税務調査官に言いたいことがあれば、がまんせずに言う
「税務調査官を怒らせないように、ちょっと下手(したて)に出ておこう」
そう思っている方も多いようですが、へんに下手に出ると妙な上下関係ができてしまい、いらぬ突っ込みを受けたりします。下手に出る必要はありません。言いたいことがあれば、がまんせずに言っていいし、おかしいと思うことがあれば主張していいのです。
たとえば税務調査官の説明が不親切、態度が悪い、本来は1回で終わるものを「もう1回教えてください」と言うなど、向こう側に落ち度があったりしたら、文句を言ってもかまいません。
税務調査官を怒らせたら重加算税を課されてしまう、などということはありません。
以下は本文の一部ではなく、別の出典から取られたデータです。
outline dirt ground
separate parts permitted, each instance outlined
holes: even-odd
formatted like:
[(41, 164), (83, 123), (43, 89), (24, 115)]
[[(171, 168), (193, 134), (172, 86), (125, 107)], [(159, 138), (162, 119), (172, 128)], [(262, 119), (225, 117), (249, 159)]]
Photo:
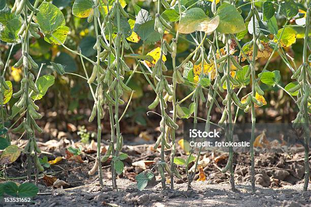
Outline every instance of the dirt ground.
[[(102, 191), (91, 186), (76, 189), (46, 189), (34, 201), (35, 206), (309, 206), (310, 191), (302, 192), (302, 184), (272, 189), (256, 188), (251, 193), (250, 184), (237, 185), (236, 192), (228, 183), (210, 184), (208, 181), (193, 182), (187, 190), (185, 184), (176, 184), (176, 189), (163, 190), (158, 184), (138, 191), (134, 183), (117, 180), (119, 191), (111, 191), (111, 183), (105, 183)], [(309, 188), (310, 189), (310, 188)], [(14, 206), (12, 205), (11, 206)], [(19, 206), (21, 206), (19, 205)]]
[[(249, 154), (234, 154), (236, 191), (233, 192), (230, 190), (228, 173), (223, 174), (220, 170), (226, 165), (227, 154), (216, 152), (201, 155), (200, 160), (203, 161), (201, 164), (206, 180), (198, 181), (199, 173), (197, 173), (191, 190), (188, 189), (186, 184), (184, 166), (178, 166), (182, 179), (175, 179), (175, 190), (169, 189), (169, 178), (166, 174), (166, 190), (162, 188), (158, 181), (151, 188), (139, 191), (135, 177), (144, 170), (144, 166), (134, 163), (141, 161), (145, 164), (146, 169), (151, 168), (159, 161), (160, 149), (153, 150), (152, 139), (143, 143), (136, 143), (138, 144), (135, 145), (126, 143), (122, 152), (129, 157), (125, 160), (123, 173), (117, 179), (118, 191), (116, 192), (111, 187), (111, 159), (102, 163), (105, 188), (101, 190), (97, 172), (92, 175), (87, 174), (94, 164), (94, 159), (84, 154), (73, 156), (66, 150), (70, 146), (76, 147), (82, 145), (83, 153), (95, 157), (96, 143), (93, 141), (83, 144), (73, 140), (64, 137), (48, 141), (39, 140), (38, 146), (43, 152), (40, 158), (46, 156), (51, 161), (58, 157), (61, 157), (61, 160), (45, 168), (45, 172), (38, 176), (40, 191), (34, 198), (34, 204), (7, 206), (311, 206), (311, 185), (308, 191), (302, 191), (304, 174), (303, 147), (288, 152), (281, 148), (278, 153), (257, 153), (255, 158), (256, 192), (254, 194), (251, 190)], [(25, 140), (21, 140), (18, 145), (22, 147), (25, 143)], [(103, 155), (107, 147), (105, 141), (102, 145)], [(167, 159), (170, 153), (169, 150), (165, 152)], [(176, 156), (186, 157), (178, 144)], [(12, 180), (20, 183), (25, 181), (25, 155), (22, 155), (17, 161), (8, 166), (7, 173)], [(159, 181), (160, 176), (156, 168), (153, 171)], [(18, 179), (13, 179), (17, 177)]]

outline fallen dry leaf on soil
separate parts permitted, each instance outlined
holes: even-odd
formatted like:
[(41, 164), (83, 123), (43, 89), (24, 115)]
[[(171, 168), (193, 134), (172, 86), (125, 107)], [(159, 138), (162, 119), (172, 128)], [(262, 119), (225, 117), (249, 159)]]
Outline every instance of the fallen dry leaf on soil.
[(199, 167), (199, 179), (197, 180), (197, 181), (205, 181), (206, 178), (202, 166)]
[(49, 163), (50, 163), (50, 165), (54, 165), (54, 164), (56, 164), (57, 162), (60, 162), (62, 160), (63, 158), (61, 157), (57, 157), (53, 160), (50, 160), (49, 161)]
[(148, 160), (140, 160), (137, 162), (134, 162), (132, 163), (132, 165), (134, 167), (138, 167), (142, 169), (145, 170), (147, 169), (146, 167), (154, 164), (156, 161), (148, 161)]
[(53, 185), (53, 184), (57, 180), (57, 178), (55, 176), (45, 174), (42, 180), (47, 187), (50, 187)]
[(72, 153), (68, 150), (65, 151), (65, 159), (67, 160), (70, 160), (78, 163), (83, 163), (83, 161), (80, 155), (74, 156)]
[(56, 180), (56, 181), (53, 184), (53, 187), (56, 188), (60, 188), (61, 186), (67, 187), (69, 186), (69, 184), (68, 184), (67, 183), (59, 179)]

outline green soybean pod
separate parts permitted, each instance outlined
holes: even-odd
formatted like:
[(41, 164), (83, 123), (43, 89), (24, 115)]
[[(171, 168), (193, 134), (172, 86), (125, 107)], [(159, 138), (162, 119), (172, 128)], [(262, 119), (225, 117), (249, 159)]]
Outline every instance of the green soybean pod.
[(203, 103), (205, 103), (206, 101), (206, 99), (204, 97), (204, 95), (203, 93), (203, 91), (202, 90), (202, 88), (199, 90), (199, 95), (200, 96), (200, 98), (202, 100)]
[(101, 16), (101, 14), (99, 12), (99, 10), (98, 9), (98, 8), (95, 7), (94, 9), (94, 16), (95, 16), (95, 17), (99, 18)]
[(28, 141), (27, 142), (27, 144), (26, 144), (26, 145), (24, 147), (24, 152), (25, 153), (29, 152), (29, 149), (30, 149), (30, 141), (28, 140)]
[(177, 114), (179, 118), (182, 118), (185, 115), (183, 112), (183, 110), (182, 110), (182, 108), (180, 107), (179, 104), (177, 104), (176, 105), (176, 111)]
[(222, 117), (221, 119), (219, 120), (218, 124), (223, 124), (226, 121), (226, 118), (227, 118), (227, 115), (228, 114), (228, 111), (227, 111), (227, 108), (225, 107), (225, 109), (223, 111), (223, 114), (222, 114)]
[(151, 103), (149, 106), (148, 106), (148, 108), (150, 110), (153, 109), (154, 108), (157, 107), (159, 105), (159, 103), (160, 102), (160, 97), (158, 95), (157, 95), (157, 97), (154, 99), (154, 100), (152, 103)]
[(93, 105), (93, 108), (92, 109), (92, 112), (91, 112), (91, 114), (88, 118), (88, 122), (92, 122), (93, 120), (94, 120), (94, 118), (95, 117), (95, 115), (96, 115), (96, 111), (97, 110), (97, 105), (94, 103)]
[(95, 80), (96, 77), (97, 76), (97, 70), (98, 70), (97, 66), (94, 65), (93, 67), (93, 70), (92, 71), (92, 74), (87, 80), (87, 83), (89, 84), (92, 83)]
もしも税務調査官が気分を害して「この人はムカつくから重加算税」をつけようとしても、事実の裏付けがなければ上司に「重加算税の根拠はなんだ?」と問い詰められて、本人が困ることになります。
ただし、ケンカ腰でいけ、ということではありません。どんな人間関係でもそうですが、特に交渉ごとではむやみに敵対するのは得策ではありません。よほどのことがない限り、全面協力の体(てい)を装って心証をよくしておきましょう。
領収書も請求書もないときは
「帳簿もつけてないし、領収書や請求書もないんです」という人がたまにいます。そういった場合は、通帳などの記録と本人からの聞き取りを元に売り上げと経費を計算していきます。経費はできるだけ高く認めてもらいたいですから、税務調査の前に紙に書き出し、整理しておきましょう。
領収書がないから経費は認められない……なんてことはありません。税務調査官は本人からの聞き取りを元に、過去の実績や同業者の数字を使って経費を推計します。
飲食店のような現金商売の場合は、仕入れ額から原価率を推計し、原価率3割程度で計算すれば売り上げの規模が見えてきます。売り上げも仕入れもすべて現金商売という場合は、家賃や光熱費、使用した割りばしの数などが税務調査官のヒントになります。
記憶があいまいなまま回答することが一番の悪手
記憶があやふや、覚えていないことについて税務調査官が質問してくることもあります。そういうとき、記憶を無理やりたぐり寄せ、あいまいなまま「えーと、あれは、たぶん××だったと思います」などと答えるのは危険です。
覚えていないことは覚えていない、記憶にないと言ってしまえばいいのです。
たとえ、何かやましいことがあって「記憶にない」ととぼけていたとしても、それはそれで結構です。間違いなく断言できること以外は「記憶にない」と言ってください。
はっきり覚えていないことに適当な回答をすると墓穴を掘ります。たとえば、あなたは5年前の確定申告書の中身を覚えていますか?
ふつう覚えていないと思いますが、その年にごまかしをした人は「あのとき、売り上げを少し減らしたよな」というように「悪事」は覚えていたりします。しかし、少しでも記憶があいまいなら「わからない」「思い出せません」と答えてください。
逆に、証拠隠滅のために意図的に破棄したと思われると厄介です。たとえば現金売上があった場合、領収書の控えは本来保存しておくべきであり、それを捨てるのは「売り上げを隠蔽するために破棄した」と見なされる場合があります。
「捨てた」には本人の意図が入っていると判断されてしまうのです。はっきりと「破棄した」という記憶がないなら、「記憶がない」「思い出せない」と回答すべきです。